Margaret Maron (née Brown; August 25, 1938 – February 23, 2021) was an American writer, the author of award-winning mystery novels.

Biography
Maron was born in Greensboro, North Carolina and grew up in central Johnston County; she had also lived in Italy. She and her husband, artist Joe Maron, lived in Brooklyn before returning to her home state in 1972. Maron died of complications from a stroke.

Career

Writing
Maron was the author of numerous short stories and more than 20 mystery novels to date. One series of novels features Sigrid Harald, a loner lieutenant in the NYPD whose policeman father was killed in the line of duty when she was a toddler (The Right Jack: a Sigrid Harald Mystery). Another series follows the adventures of Judge Deborah Knott, attorney and daughter of an infamous North Carolina bootlegger.

Her works have been translated into a dozen languages and are on the reading lists of many courses in contemporary Southern literature, as well as Crime and Mystery literature courses.

Professional activities
Maron was a founding member and past president of Sisters in Crime and of the American Crime Writers' League, and a director on the national board for Mystery Writers of America. She was a keynote speaker at the Great Manhattan Mystery Conclave in 2004.

Awards and recognition
Maron received a number of awards for her work from the various awarding bodies of the mystery fiction genre.

Her first novel to receive recognition was Corpus Christmas, which was nominated for the 1989 Agatha Award and the 1990 Anthony Award in the "Best Novel" category. Her first short story to be met with critical acclaim was "Deborah's Judgment", which won the 1991 Agatha Award and was also nominated for the Anthony Award and the Macavity Award the following year for "Best Short-story".

Her novel Bootlegger's Daughter was very well received, winning the 1992 Agatha and the Anthony, Edgar and Macavity awards for "Best Novel" the following year. Additionally in 1993, Marons short story "...That Married Dear Old Dad" was nominated for the "Best Short-story" Agatha and her novel Southern Discomfort was nominated for the "Best Novel" Agatha award. Southern Discomfort was again honoured the following year, picking up a nomination at the 1994 Anthony Awards, again for "Best Novel".
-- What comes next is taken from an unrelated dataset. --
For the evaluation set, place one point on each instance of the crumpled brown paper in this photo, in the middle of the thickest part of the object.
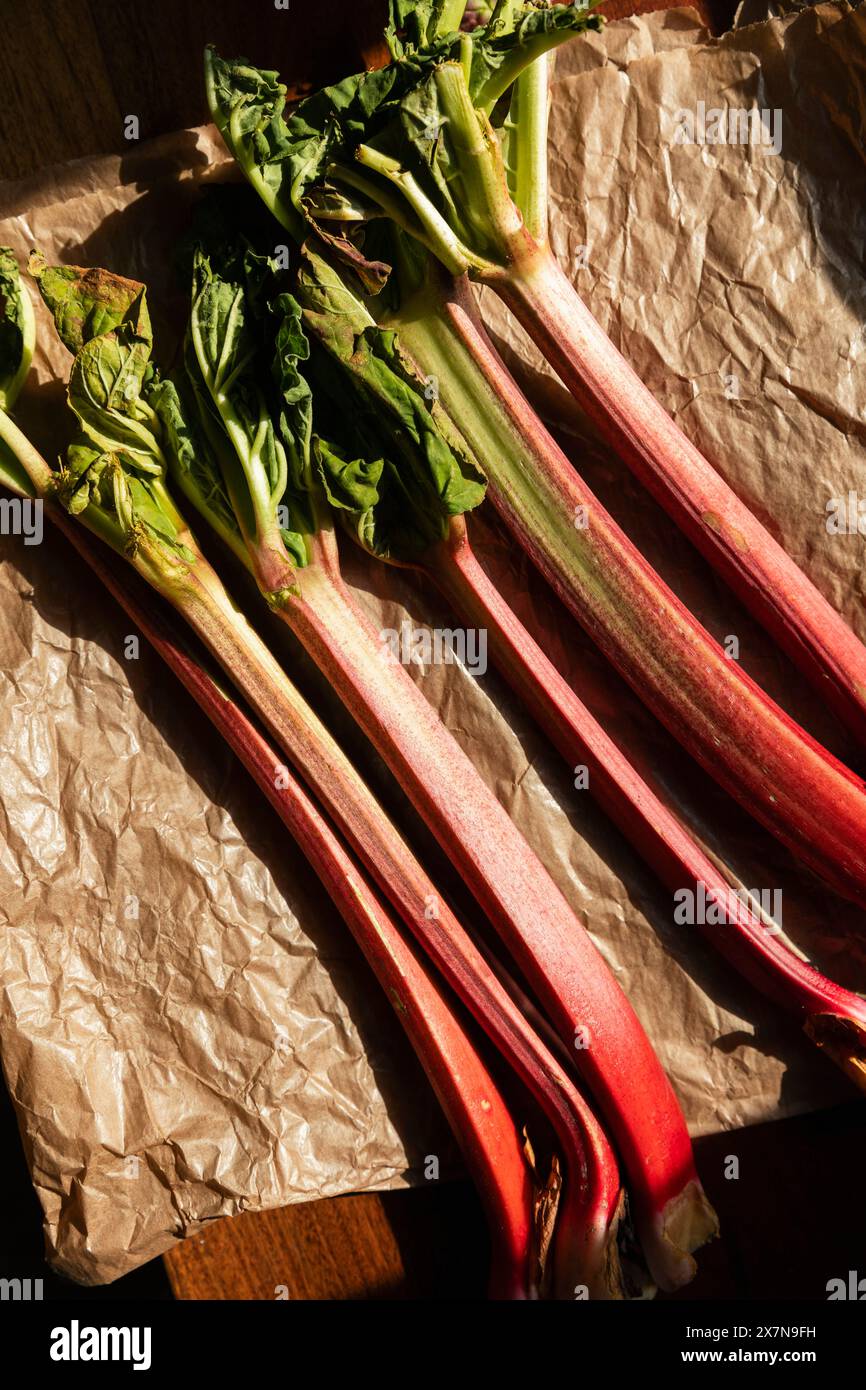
(185, 1029)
Up Jumps The Devil won the 1996 "Best Novel" Agatha Award; two years later her novel Home Fires was nominated for this same honour, as well as a Macavity nomination in 1999. 2000 brought yet another Agatha Award nomination for Storm Track. Short story "Virgo in Sapphires" was nominated for the 2001 Agatha, the 2002 Edgar and the 2002 Anthony Awards in the "Best Short-story" category; the latter being the same year that another of her short-stories, "The Dog That Didn't Bark", won the Agatha Award.

Last Lessons of Summer  was nominated for an Agatha Award in 2003; High Country Fall was nominated for an Agatha Award in 2004 and also picked up a Macavity nomination the following year, the same year in which her novel Rituals of the Season picked up yet another Agatha nomination. Hard Row also received an Agatha Award nomination, this time in 2007. Three-Day Town won the 2011 Agatha Award for "Best Novel".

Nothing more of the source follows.